C’est cette ascension et ce style qu’une partie des Français n’ont jamais digérés. L’un des alter ego de Bernard Arnault, l’industriel breton François Pinault, propriétaire du groupe de luxe Kering, n’a jamais subi ces assauts médiatiques. Pinault était l’ami de Jacques Chirac. Bernard Arnault, propriétaire des journaux «Les Échos» et «Le Parisien», ne semble être l’ami de personne, même si son numéro deux Nicolas Bazire, fut le collaborateur le plus proche de l’ancien Premier ministre de droite Édouard Balladur.

Son gendre, le milliardaire des télécoms Xavier Niel (actionnaire du «Monde»), est souvent pointé du doigt, mais pas détesté. Arnault, lui, est une cible. En 2012, «Libération» le pilonne en une lors de l’annonce de son possible exil fiscal en Belgique: «Casse-toi, riche con!». En 2016, le député France insoumise (gauche radicale) François Ruffin le dynamite dans le documentaire «Merci Patron». Qu’importe l’appui financier de taille apporté par le groupe LVMH à l’artisanat d’art en France. Qu’importent ses investissements qui permettent de ressusciter certaines filières, comme la fabrication de gants dans l’Aveyron. Arnault est «le» riche par excellence. Celui dont la fortune alimente toujours les débats sur une taxation des «super profits».

Une France paniquée par la réforme des retraites

Le fait que les résultats 2022 de son groupe choquent autant est aussi à remettre dans le contexte actuel. Une partie de la France est paniquée par le projet en cours de réforme des retraites. Entre 50 et 60% des Français disent vivre des fins de mois difficiles selon les sondages. L’inflation menace. Le pouvoir d’achat chancelle.

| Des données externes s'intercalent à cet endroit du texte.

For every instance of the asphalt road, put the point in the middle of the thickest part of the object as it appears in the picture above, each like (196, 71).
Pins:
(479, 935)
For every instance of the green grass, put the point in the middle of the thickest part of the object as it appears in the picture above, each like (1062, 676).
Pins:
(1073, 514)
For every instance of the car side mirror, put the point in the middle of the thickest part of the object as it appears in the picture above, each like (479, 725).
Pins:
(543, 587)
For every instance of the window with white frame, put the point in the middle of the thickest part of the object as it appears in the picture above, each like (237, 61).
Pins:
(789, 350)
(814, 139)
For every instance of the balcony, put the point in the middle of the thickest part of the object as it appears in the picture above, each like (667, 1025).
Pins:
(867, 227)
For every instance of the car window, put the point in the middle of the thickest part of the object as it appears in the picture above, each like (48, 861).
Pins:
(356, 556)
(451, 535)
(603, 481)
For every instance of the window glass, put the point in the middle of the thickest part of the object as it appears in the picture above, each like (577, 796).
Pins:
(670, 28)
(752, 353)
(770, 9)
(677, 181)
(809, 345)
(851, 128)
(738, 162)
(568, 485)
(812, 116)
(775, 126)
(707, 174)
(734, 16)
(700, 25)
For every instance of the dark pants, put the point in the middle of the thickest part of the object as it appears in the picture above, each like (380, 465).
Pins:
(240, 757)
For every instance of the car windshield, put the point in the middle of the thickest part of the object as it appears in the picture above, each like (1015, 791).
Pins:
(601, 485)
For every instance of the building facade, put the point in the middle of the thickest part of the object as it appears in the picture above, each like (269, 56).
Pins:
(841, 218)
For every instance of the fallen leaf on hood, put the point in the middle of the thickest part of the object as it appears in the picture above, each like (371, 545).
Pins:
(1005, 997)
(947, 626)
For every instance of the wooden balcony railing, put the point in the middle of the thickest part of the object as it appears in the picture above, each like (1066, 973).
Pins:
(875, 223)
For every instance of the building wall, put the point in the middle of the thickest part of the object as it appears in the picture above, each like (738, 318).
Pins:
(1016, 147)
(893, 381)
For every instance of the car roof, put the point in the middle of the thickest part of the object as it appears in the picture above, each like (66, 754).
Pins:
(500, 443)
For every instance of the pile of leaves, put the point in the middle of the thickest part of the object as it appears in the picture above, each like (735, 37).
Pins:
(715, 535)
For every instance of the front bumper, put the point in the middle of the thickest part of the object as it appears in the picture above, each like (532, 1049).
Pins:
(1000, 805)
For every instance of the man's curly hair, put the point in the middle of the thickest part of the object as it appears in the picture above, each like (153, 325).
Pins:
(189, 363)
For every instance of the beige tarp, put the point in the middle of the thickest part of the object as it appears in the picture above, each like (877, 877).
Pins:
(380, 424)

Or LVMH explose coté bénéfices, tout comme Total Énergies ou le groupe maritime CMA-CGM. Plus évident encore: la collision des images. Total choque dans une France qui n’a jamais eu de pétrole (mais qui a des idées). LVMH irrite dans le pays de la mode qui devrait le révérer, car le groupe symbolise la réussite mondialisée, loin des frontières, avec quantité de filiales Offshore. Et tant pis si, lors de la pandémie, le groupe fit fabriquer massivement du gel hydroalcoolique.

Brigitte Macron aime Vuitton

Bernard Arnault est une cible parfaite. Brigitte Macron aime s’habiller en Vuitton. Son mari Emmanuel, «président des riches» pour une partie du pays, est présenté comme l’allié des multinationales. Le patron de LVMH, au physique raide comme son corpus mental, tient bon dans la tourmente. Il ne flirte pas avec les courants réactionnaires, comme le magnat Vincent Bolloré. Il contrôle son image au cordeau. Chacune de ses apparitions est millimétrée. Bernard Arnault incarne les contradictions françaises depuis le début de sa carrière. Un pied dans le système. Un pied dehors. Il le sait.

LVMH, entre bagagerie de luxe, champagne, joaillerie et haute couture, est la France rêvée que beaucoup ne supportent plus. Parce qu’elle vit des devises étrangères, qu’elle se joue des frontières et des lois, et qu’elle est le reflet d’une prospérité aux antipodes de l’autre passion nationale: celle de l’égalité.